# Franklin Graham Festival: Man is a FOUR part being?!



## Semper Fidelis (Nov 3, 2006)

Well the good news is that the Franklin Graham Festival is ongoing with tomorrow being the last day. That's good news because it will be over soon and the parachurch organization uniting Roman Catholics, Word of Faith, Pentecostals, Calvary Chapels, Southern Baptists, and other like minded "Evangelicals" will be gone soon.

I was running this morning and passed by the festival at the Sports Park in Chatan. It was a children's event with really good amplification so I got to hear some interesting theology in the 6-8 minutes I ran by. Here is what the children were being taught:

Children, we are made of many parts in one person. We have a body consisting of our hands and our heads and our legs and other body parts. We have a mind that does the thinking. The third part of us is our personality - our likes and our dislikes. Finally, we have a soul. That is the part that lives forever with God.

I thus learned from them that our hope consists not of a Resurrected Body but a mindless soul with no personality living with God forever... 

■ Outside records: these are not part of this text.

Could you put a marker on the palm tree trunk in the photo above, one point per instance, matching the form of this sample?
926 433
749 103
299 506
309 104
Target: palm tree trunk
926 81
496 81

I'll be so glad when they're gone.


----------



## turmeric (Nov 3, 2006)

These people sound like Orphics or somethng. I do believe they've gotten worse. Makes ya want to memorize Colossians!


----------



## Blue Tick (Nov 4, 2006)

SemperFideles said:


> Well the good news is that the Franklin Graham Festival is ongoing with tomorrow being the last day. That's good news because it will be over soon and the parachurch organization uniting Roman Catholics, Word of Faith, Pentecostals, Calvary Chapels, Southern Baptists, and other like minded "Evangelicals" will be gone soon.
> 
> I was running this morning and passed by the festival at the Sports Park in Chatan. It was a children's event with really good amplification so I got to hear some interesting theology in the 6-8 minutes I ran by. Here is what the children were being taught:
> 
> ...


----------



## Bladestunner316 (Nov 4, 2006)

He really parachurchs up with heretical groups?


----------



## SRoper (Nov 4, 2006)

Wow, they just keep adding more parts; it's hard to keep up. Reminds me of the arms race between the razor manufacturers.


----------